This is the third iteration of the car, and the company is already hard at work on the fourth, with electric power coming. That won't be the end, though, with more revisions to be made and, hopefully, a production version that could, believe it or not, seat seven. Part of the reason why it has so much room is because the suspension is entirely built into the wheels, a layout we unfortunately weren't allowed to see (it's hidden under the white bits of paper) but enables the axle to be completely rigid and the interior to stretch right to the corners of the body.
If your first thought is that this layout plus its tiny, low-rolling-resistance tires give it crummy handling, prepare to be humbled: the VLC pulled 1.18g on a skidpad, matching a $300,000+ Pagani Zonda C12 S. If your second thought is that it's a deathtrap, we'll be happy to dissuade that too.

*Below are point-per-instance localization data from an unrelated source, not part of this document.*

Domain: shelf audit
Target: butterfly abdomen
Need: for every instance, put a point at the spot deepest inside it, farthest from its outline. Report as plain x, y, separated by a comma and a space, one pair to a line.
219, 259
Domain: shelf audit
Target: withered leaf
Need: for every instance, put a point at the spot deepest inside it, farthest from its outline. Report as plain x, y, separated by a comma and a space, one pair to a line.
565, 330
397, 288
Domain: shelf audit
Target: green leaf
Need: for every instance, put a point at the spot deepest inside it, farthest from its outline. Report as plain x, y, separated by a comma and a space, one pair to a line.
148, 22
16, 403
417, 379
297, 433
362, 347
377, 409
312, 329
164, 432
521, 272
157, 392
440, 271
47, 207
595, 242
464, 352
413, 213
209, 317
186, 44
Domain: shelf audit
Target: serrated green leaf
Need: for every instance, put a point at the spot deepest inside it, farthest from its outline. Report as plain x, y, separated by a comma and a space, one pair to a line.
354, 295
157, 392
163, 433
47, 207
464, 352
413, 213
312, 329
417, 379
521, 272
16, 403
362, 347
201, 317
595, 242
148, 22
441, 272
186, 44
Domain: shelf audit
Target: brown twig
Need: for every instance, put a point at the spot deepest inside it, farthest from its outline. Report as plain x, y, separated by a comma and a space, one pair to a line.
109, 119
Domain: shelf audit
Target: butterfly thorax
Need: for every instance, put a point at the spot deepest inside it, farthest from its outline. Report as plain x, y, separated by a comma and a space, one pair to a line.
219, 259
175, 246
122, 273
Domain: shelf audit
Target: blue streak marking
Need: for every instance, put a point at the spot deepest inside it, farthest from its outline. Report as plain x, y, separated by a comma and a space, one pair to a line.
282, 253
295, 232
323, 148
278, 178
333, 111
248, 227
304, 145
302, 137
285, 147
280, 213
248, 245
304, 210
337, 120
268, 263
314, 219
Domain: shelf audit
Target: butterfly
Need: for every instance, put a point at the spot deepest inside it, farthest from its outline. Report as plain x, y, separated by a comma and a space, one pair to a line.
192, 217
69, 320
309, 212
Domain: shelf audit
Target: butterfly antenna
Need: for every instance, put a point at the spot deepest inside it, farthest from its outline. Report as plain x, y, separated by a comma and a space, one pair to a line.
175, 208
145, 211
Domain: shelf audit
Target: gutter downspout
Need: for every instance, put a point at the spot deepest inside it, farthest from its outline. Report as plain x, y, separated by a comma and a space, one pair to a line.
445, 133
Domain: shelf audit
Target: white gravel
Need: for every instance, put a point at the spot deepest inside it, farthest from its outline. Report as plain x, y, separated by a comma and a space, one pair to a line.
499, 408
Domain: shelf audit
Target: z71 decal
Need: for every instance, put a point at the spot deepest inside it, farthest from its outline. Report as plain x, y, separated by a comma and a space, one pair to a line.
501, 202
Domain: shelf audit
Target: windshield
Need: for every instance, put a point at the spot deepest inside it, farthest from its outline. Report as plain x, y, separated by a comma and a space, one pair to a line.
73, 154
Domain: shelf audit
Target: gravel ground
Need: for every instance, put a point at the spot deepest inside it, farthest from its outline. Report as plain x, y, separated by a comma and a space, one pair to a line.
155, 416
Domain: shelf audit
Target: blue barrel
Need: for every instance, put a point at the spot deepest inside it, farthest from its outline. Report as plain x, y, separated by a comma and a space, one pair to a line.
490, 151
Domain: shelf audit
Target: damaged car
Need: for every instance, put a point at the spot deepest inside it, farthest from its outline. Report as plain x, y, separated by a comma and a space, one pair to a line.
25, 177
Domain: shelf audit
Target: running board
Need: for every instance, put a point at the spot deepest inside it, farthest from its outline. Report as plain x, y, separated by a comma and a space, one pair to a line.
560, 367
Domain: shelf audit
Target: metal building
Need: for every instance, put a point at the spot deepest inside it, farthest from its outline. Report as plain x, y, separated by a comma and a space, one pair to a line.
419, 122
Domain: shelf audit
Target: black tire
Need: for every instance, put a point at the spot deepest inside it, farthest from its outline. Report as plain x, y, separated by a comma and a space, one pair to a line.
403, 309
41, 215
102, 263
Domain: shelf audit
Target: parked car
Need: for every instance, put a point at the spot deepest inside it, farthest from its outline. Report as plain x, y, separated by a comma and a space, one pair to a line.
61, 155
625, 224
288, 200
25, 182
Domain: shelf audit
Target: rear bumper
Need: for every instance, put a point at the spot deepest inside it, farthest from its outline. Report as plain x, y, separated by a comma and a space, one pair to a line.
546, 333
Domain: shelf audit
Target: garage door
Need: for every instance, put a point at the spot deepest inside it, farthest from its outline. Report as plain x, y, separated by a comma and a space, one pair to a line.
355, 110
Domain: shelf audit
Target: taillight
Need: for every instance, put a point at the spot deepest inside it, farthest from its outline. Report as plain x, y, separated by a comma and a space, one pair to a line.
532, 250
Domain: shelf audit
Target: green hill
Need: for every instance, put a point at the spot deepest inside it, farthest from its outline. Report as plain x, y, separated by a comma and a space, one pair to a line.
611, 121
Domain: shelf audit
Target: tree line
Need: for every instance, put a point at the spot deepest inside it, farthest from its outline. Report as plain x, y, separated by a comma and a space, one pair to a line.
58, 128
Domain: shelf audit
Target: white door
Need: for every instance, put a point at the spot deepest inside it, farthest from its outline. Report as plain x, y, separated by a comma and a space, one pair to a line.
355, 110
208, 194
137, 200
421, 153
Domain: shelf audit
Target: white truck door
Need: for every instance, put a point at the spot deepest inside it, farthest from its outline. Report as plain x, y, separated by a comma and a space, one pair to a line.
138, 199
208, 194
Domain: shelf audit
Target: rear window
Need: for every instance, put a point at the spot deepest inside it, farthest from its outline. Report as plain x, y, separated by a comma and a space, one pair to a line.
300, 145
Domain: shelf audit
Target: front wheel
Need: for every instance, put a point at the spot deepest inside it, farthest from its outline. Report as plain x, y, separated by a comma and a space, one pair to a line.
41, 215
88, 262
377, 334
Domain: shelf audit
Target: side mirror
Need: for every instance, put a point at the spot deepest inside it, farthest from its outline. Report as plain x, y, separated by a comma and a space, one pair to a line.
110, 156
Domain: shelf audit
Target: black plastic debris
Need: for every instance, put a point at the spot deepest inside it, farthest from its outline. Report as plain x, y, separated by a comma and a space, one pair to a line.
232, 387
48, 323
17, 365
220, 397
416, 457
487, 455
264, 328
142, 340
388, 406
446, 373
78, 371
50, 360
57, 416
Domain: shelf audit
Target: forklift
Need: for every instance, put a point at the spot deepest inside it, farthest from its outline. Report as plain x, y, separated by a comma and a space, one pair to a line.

It's made of carbon fiber, for one thing, which is incredibly hard to damage. For another, its diamond shape gives it incredible rigidity from either frontal or side impacts. Finally, the placement of the wheels and tires outside of the body means they can be shed in a crash -- throwing off kinetic energy and reducing the overall force of the crash.
Ultimately the Virginia-based company is still a ways away from a version that you or I can try to go break our own records in, but with a fleet of experienced racing engineers fiddling with CAD files and laying up the carbon we'd like to think good things are coming. But, then, we are optimists.